Но в воскресенье вьеха облачалась в черное атласное платье, еще более древнее, чем она сама, надевала мрачный и очень прочный головной убор из черной соломы, украшенный двумя почти настоящими вишенками из цветной замазки, и, сбросив с плеч бремя долга, решительным шагом направлялась в церковь, где сидела так же неподвижно, как святые в их нишах. Раз в месяц она ходила исповедоваться. Было бы любопытно узнать, в каких грехах она исповедовалась и когда находила время их совершать – ведь дом Тересины был переполнен ползунками, косолапиками, карапузами, плаксами, котоубийцами и мастерами падать с деревьев, и каждый из ее подопечных каждые два часа вопил, требуя еды.
Так стоит ли удивляться, что вьеха обладала безмятежной душой и стальными нервами.
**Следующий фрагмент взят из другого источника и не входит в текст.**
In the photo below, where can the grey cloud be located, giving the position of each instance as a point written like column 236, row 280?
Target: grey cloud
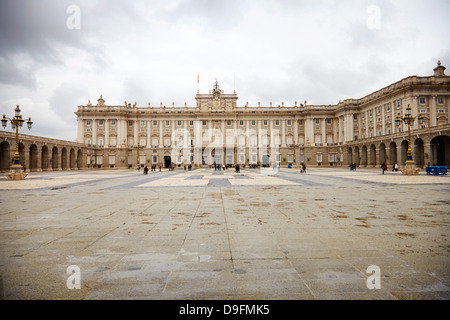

Будь они какими-нибудь другими, они давно уже с визгом вырвались бы из ее тела, как фейерверочные шутихи.
Рассудок Тересины был всегда словно подернут легким туманом. Тело же ее было идеальной ретортой для дистилляции детей. Первый младенец появился у нее в пятнадцать лет, и это ошеломило ее – настолько ошеломило, что она разрешилась им ночью в парке возле бейсбольной площадки и, завернув его в газету, оставила там до прихода ночного сторожа. Это была тайна. Даже сейчас ее раскрытие грозило Тересине некоторыми неприятностями.
Когда ей исполнилось шестнадцать лет, на ней женился мистер Альфред Кортес; он подарил ей свое имя и два краеугольных камня ее будущей семьи – Альфредо и Эрни. Мистер Кортес подарил ей это имя весьма охотно. Ведь он сам пользовался им лишь временно. Перед тем, как он приехал в Монтерей, и после того, как он оттуда уехал, его звали Гугльемо. Он уехал после того, как родился Эрни. Быть может, он предвидел, что брак с Тересиной не сулит ему спокойной жизни.
Регулярность, с какой она становилась матерью, всегда удивляла Тересину. Порой она не могла вспомнить, кто же отец будущего ребенка, а иногда почти склонялась к мысли, что отец вовсе и не обязателен. Даже когда она была помещена в карантин, как дифтерийный бациллоноситель, это ей не помогло. Однако, окончательно запутавшись в подобных сложностях, она имела обыкновение предоставлять решение вопроса Богородице, зная, что у той гораздо больше опыта, желания и времени для того, чтобы заниматься подобными вещами.
Тересина часто исповедовалась. Отец Рамон приходил из-за нее в отчаяние. Ведь он прекрасно видел, что в то время как руки, колени и губы Тересины каялись в прошлом грехе, ее томные потупленные глаза, сверкнув из-под опущенных ресниц, обещали свершение нового.
Пока я рассказывал все это, родился девятый ребенок Тересины, и она временно была свободна. Вьеха получила еще одного подопечного, Альфредо перешел в третий класс, Эрни – во второй, а Панчито поступил в первый.
В те дни в Калифорнии среди медицинских сестер стало модным посещать школы и расспрашивать детей о разных интимных подробностях их домашней жизни. Третьеклассник Альфредо был вызван к директору, потому что он показался медицинской сестре чересчур худым.
Сестра, прошедшая специальный курс детской психологии, ласково спросила:
– Фредди, ты кушаешь столько, сколько хочешь?
– Ага, – сказал Альфредо.
– Вот как? Скажи мне, что ты кушаешь на завтрак?
– Тортильи и бобы, – сказал Альфредо.
Сестра посмотрела на директора и скорбно покачала головой.
– А что ты кушаешь, когда приходишь домой обедать?
– Я не хожу домой.
– Разве ты днем ничего не кушаешь?
– Кушаю. Я приношу с собой бобы, завернутые в тортилью.